Justo después de Olga entró su esposo, Hugo, un hombre menudo con un aire picarón no exento de encanto. Cuando besó a Miranda, sus labios se demoraron en la mejilla de esta un segundo más de la cuenta.

—¿Dónde le digo a Hugo que deje el equipaje? —preguntó Olga.

—Arriba —contestó Miranda.

—Deduzco que has reclamado para ti el chalet de invitados.

—No, se lo queda Kit.

—¡Venga ya! —protestó Olga—. ¿Esa gran cama de matrimonio, un baño estupendo y una barra americana, todo para una sola persona, mientras nosotros cuatro compartimos el viejo y diminuto baño de arriba?

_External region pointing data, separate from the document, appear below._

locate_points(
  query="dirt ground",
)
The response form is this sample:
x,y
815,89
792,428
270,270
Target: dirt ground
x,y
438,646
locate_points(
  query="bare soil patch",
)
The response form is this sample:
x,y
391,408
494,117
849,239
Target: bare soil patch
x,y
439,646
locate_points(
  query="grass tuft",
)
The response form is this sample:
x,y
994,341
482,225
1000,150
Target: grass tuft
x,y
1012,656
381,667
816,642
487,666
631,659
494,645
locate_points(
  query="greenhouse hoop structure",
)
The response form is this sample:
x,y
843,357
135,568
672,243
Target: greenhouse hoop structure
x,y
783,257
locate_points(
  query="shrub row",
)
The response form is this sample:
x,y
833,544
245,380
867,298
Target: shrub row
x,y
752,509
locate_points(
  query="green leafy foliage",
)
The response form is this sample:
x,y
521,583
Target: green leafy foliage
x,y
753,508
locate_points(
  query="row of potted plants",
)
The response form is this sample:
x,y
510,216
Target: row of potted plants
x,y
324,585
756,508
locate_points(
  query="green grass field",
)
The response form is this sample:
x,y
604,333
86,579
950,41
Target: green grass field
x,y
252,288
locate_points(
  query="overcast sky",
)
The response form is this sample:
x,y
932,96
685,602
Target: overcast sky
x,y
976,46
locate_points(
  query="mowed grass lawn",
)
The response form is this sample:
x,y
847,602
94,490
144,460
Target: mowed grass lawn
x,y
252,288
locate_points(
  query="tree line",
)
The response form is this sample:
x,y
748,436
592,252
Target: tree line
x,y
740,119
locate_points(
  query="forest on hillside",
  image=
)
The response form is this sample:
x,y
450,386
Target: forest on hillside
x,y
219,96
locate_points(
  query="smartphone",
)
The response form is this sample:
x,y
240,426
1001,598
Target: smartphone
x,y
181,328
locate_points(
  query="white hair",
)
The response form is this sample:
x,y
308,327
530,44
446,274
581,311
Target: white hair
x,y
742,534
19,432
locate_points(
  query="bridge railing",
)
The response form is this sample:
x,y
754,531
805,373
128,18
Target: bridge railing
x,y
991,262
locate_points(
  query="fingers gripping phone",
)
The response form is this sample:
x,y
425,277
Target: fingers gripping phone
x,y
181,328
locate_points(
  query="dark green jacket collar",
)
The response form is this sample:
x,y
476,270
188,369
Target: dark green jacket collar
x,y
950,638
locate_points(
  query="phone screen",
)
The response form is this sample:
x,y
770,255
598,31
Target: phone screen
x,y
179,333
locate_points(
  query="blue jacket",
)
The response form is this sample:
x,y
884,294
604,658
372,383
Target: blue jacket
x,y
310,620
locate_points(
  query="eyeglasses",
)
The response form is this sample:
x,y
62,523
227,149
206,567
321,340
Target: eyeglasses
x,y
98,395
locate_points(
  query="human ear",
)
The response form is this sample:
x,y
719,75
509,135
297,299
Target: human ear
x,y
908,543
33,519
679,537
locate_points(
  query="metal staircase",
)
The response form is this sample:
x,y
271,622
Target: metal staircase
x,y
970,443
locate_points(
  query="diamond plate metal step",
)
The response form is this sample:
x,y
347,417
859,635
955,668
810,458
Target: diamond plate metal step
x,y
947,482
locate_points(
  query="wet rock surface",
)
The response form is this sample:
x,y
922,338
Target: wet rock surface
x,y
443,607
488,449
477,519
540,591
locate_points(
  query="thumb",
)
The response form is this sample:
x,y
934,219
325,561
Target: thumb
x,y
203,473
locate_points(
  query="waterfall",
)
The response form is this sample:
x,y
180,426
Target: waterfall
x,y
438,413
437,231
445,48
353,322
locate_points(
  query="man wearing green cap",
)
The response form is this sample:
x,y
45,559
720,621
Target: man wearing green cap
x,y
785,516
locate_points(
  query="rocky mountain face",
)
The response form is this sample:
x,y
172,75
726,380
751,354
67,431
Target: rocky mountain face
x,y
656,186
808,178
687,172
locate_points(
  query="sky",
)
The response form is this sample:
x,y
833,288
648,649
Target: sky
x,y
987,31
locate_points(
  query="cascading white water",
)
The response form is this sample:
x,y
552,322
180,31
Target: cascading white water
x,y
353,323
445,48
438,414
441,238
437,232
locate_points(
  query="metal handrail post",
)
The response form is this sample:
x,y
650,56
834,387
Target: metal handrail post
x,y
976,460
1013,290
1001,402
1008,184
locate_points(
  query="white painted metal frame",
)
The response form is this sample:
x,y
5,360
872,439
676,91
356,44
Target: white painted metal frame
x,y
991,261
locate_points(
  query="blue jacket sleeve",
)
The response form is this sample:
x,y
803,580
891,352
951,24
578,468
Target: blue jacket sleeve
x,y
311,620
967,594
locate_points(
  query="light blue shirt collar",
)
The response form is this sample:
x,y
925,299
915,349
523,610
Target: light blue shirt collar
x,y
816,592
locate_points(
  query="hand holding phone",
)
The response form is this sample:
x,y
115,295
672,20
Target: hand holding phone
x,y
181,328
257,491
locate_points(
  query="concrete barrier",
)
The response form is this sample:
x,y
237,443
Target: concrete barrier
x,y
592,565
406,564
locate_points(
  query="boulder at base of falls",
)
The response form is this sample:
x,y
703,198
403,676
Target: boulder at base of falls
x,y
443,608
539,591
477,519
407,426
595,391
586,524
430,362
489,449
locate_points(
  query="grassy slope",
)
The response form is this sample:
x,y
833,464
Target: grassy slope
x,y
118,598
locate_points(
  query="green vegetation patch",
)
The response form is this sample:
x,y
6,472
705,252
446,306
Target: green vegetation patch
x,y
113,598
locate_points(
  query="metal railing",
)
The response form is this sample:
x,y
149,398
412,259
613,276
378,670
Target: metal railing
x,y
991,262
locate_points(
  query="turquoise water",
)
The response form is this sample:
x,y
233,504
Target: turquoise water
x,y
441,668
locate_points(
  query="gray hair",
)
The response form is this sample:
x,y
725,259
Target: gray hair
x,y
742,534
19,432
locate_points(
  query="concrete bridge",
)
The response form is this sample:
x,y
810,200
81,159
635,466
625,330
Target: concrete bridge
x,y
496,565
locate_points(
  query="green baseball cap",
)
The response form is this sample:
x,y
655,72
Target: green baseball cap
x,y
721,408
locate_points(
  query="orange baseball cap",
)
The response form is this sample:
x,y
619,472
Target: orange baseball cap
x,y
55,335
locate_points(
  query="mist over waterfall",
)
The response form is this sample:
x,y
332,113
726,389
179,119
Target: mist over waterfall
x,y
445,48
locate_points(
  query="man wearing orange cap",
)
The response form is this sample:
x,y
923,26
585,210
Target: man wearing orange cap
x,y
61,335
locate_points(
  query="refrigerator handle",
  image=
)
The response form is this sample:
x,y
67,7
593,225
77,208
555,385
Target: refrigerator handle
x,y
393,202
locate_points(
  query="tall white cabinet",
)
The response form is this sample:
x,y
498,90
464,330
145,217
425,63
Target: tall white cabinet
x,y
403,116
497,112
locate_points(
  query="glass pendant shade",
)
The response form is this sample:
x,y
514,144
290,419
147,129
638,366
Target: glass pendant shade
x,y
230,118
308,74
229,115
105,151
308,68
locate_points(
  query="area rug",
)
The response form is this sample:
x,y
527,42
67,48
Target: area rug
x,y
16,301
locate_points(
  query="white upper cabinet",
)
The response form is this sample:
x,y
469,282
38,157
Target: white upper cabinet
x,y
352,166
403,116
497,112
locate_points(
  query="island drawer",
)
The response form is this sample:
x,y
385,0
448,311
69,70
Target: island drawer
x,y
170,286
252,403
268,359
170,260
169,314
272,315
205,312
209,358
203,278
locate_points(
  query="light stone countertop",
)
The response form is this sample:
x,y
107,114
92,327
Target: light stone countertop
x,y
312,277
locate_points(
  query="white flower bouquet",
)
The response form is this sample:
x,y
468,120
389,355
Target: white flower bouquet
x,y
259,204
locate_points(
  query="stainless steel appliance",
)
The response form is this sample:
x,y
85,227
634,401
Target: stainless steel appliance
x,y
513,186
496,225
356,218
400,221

—Él lo pidió expresamente.

—Bueno, pues yo también lo pido expresamente.

Miranda no pudo ocultar su indignación.

—Por el amor de Dios, Olga, podrías pensar en alguien más aparte de ti misma para variar. Sabes perfectamente que Kit no ha vuelto a pisar esta casa desde... desde que pasó todo aquello. Solo quiero asegurarme de que se sienta a gusto.

—O sea, que se queda la mejor habitación porque robó a papá, ¿es ese tu argumento?

—Ya vuelves a hablar como un abogado. Ahórrate toda esa jerga para tus eruditas amistades.

—Basta ya, chicas —intervino Stanley, empleando el mismo tono que utilizaba cuando discutían de pequeñas—. En este caso, creo que Olga tiene razón. Es egoísta por parte de Kit exigir el chalet de invitados para él solo. Miranda y Ned pueden dormir allí.

—Y así nadie tiene lo que quiere —puntualizó Olga.

Miranda suspiró. ¿Por qué se empeñaba Olga en discutir? Conocían de sobra a su padre. La mayor parte de las veces decía que sí a todo, pero cuando decía que no era imposible hacerle cambiar de idea. Quizá fuera indulgente, pero no se dejaba mangonear.

—Así aprenderás a no discutir —repuso Stanley.

—De eso nada. Llevas treinta años imponiéndonos esos juicios salomónicos, y todavía no hemos aprendido.

Stanley sonrió.

—En eso tienes razón. Mi forma de educaros ha sido equivocada desde el principio. ¿Crees que debo empezar de nuevo?

—Demasiado tarde.

—Menos mal.

Miranda solo esperaba que Kit no se enfadara hasta el punto de dar media vuelta. La discusión quedó zanjada en el momento en que entraron Caroline y Craig, los hijos de Hugo y Olga.